QuestionsSome of these have answers. Some are open questions. You can add on; I will answer them as best I can.
Q: So what’s the deal with people stuck in Platinum who can’t get promoted to Diamond despite clearly belonging there?
A: Short answer? It’s a bug. Longer answer: a lot of people have suggested that the system requires you to lose in order to build its confidence factor. This is almost certainly incorrect. The system in theory learns enough about you from your wins to promote you. Intuitively, if your record is 60-5 against diamond players, you ought to be in Diamond. The TrueSkill system can determine this, and I would be dollars to donuts that Blizzard’s system can too, as designed anyways. Implementation may have introduced bugs that certain players hit under certain conditions. We don’t have enough evidence to flat out state that the system requires you to lose. It may be a workaround to the bug, however.
One possible explanation is that the moving average lags so far behind that more games are required in order to cross the promotion threshold. It's also possible that the bug prevents the moving average from changing.
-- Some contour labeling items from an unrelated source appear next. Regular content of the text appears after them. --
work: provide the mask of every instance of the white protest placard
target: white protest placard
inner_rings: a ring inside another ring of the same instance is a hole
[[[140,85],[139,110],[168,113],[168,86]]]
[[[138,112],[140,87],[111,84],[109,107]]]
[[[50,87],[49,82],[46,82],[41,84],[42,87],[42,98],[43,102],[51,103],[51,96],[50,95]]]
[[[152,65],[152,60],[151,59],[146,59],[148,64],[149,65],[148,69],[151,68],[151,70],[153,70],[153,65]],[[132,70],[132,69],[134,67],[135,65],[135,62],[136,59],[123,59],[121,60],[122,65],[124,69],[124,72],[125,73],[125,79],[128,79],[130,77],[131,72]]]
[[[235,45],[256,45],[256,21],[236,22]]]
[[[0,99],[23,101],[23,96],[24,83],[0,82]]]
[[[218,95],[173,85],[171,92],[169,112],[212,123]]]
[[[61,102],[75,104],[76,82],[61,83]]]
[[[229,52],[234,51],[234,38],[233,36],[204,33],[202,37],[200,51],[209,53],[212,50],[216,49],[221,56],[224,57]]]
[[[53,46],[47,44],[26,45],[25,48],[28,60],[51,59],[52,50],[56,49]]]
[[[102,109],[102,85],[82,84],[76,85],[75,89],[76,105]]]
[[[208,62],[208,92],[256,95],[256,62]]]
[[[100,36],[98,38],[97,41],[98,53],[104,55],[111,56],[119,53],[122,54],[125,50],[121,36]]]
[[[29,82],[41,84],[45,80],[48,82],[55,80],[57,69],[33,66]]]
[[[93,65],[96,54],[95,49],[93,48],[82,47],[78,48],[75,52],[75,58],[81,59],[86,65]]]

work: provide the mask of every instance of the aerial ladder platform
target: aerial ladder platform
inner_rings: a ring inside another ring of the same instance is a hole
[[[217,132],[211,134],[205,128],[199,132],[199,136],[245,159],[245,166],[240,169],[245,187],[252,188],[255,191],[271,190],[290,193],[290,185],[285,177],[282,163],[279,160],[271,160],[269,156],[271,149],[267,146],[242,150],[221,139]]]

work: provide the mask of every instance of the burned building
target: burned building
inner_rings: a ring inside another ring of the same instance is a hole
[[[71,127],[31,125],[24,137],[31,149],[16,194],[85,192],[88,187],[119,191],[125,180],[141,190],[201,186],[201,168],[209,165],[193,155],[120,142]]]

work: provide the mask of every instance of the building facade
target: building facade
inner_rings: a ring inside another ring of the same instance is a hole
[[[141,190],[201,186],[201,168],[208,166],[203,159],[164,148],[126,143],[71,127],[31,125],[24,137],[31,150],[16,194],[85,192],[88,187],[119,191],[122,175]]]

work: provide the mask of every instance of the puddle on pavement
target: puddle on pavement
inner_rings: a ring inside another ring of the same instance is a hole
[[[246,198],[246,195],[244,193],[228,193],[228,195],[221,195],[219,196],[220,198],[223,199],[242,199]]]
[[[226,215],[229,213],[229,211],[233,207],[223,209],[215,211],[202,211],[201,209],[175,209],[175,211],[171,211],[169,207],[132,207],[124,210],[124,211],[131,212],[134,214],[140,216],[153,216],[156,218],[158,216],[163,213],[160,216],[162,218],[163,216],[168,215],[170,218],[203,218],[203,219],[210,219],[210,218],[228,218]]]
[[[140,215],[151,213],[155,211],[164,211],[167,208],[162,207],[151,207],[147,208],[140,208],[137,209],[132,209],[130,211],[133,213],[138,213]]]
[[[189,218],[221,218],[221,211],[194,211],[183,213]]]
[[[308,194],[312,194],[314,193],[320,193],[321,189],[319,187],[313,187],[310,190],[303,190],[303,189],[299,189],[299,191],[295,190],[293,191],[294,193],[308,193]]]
Q: So how do bonus points affect the display rating changes? If the displayed rating change is based upon the comparison of the opponent's MMR with the player's displayed rating + the player's league cutoff, then wouldn't bonus points inflate the displayed rating and cause problems?
A: I'm not sure how they account for this. One possibility is they keep track of bonus points that make up your displayed rating, and ignore them when performing the calculation in the back-end.
Excal: It seems more likely that the bonus pool is only used to increase the displayed rating for division ranking purposes and ignored in back-end calculation because the bonus pool increases at the same rate for all players. This introduces a constant that is easily discarded when assessing actual skill within the system. Furthermore, if bonus points were considered in the process of point calculation, it would present an unfair advantage for players who have not yet used up their bonus pool (because their rating is therefore inflated giving them more to lose).
Q: Would it take longer to get promoted if you've played lots of games? Assuming someone played a large amount of games (say 100 with a 50% win/loss ratio). If he were to start winning 70% of his games, would it be harder for him to get promoted than someone with similar percentages but fewer games played?
A: It would take longer, yes. The moving average trails behind sharp increases in skill.